Any secondary index is also in a B Tree structure, but it contains (1) the columns of the index, and (2) any other columns in the PK.
In your example (with lots of [presumably] bulky columns), the data BTree is a lot bigger than the secondary index (on just id
). Either test probably required reading all the relevant blocks from the disk.
A side note... This is not as bad as it could be. There is a limit of about 8KB on how big a row can be. TEXT
and BLOB
columns, when short enough, are included in that 8KB. But when one is bulky, it is put in another place, leaving behind a 'pointer' to the text/blob.

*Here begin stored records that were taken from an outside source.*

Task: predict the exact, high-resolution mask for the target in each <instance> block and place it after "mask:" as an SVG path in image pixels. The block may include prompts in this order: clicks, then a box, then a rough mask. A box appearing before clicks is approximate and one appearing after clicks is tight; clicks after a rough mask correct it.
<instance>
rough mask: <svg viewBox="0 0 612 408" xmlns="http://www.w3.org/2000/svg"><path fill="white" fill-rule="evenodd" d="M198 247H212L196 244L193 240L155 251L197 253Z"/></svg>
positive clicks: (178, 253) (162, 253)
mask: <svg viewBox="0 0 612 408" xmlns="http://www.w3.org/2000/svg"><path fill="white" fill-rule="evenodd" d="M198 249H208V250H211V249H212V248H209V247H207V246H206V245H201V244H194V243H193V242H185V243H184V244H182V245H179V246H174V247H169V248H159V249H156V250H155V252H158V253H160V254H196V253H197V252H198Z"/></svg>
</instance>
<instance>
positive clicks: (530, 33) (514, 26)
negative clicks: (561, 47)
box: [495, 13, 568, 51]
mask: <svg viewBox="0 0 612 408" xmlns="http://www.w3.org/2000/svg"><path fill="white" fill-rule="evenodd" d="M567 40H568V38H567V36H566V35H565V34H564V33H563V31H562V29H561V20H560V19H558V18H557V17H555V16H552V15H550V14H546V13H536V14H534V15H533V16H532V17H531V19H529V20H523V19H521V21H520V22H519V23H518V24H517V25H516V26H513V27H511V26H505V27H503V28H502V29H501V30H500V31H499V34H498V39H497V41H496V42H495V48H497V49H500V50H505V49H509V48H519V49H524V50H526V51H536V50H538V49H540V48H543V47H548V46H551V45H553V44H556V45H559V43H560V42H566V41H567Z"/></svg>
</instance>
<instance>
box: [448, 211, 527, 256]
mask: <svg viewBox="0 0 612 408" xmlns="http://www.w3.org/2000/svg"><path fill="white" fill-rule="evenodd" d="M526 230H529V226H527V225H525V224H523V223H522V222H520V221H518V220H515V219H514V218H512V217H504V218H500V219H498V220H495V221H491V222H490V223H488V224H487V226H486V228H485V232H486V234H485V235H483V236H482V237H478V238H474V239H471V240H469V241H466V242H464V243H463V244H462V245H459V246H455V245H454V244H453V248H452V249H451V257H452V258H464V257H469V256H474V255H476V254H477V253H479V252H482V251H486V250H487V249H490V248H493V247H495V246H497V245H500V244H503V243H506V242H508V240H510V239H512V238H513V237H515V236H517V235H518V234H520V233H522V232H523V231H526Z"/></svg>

Hence, the main part of the data BTree is smaller than it might be if all the text/blob data were included directly.
Since SELECT id FROM tbl
is a mostly unnecessary query, the design of InnoDB does not worry about the inefficiency you discovered.
Tack on ORDER BY
or WHERE
, etc, and there are many different optimizations that could into play. You might even find that INDEX(c1)
will let your query run in not much more than 10 minutes. (I think I have given you all the clues for 'why'.)
Also, if you had done SELECT * FROM tbl
, it might have taken much longer than 55 minutes. This is because of having extra [random] fetches to get the texts/blobs from the "off-record" storage. And from the network time to shovel far more data.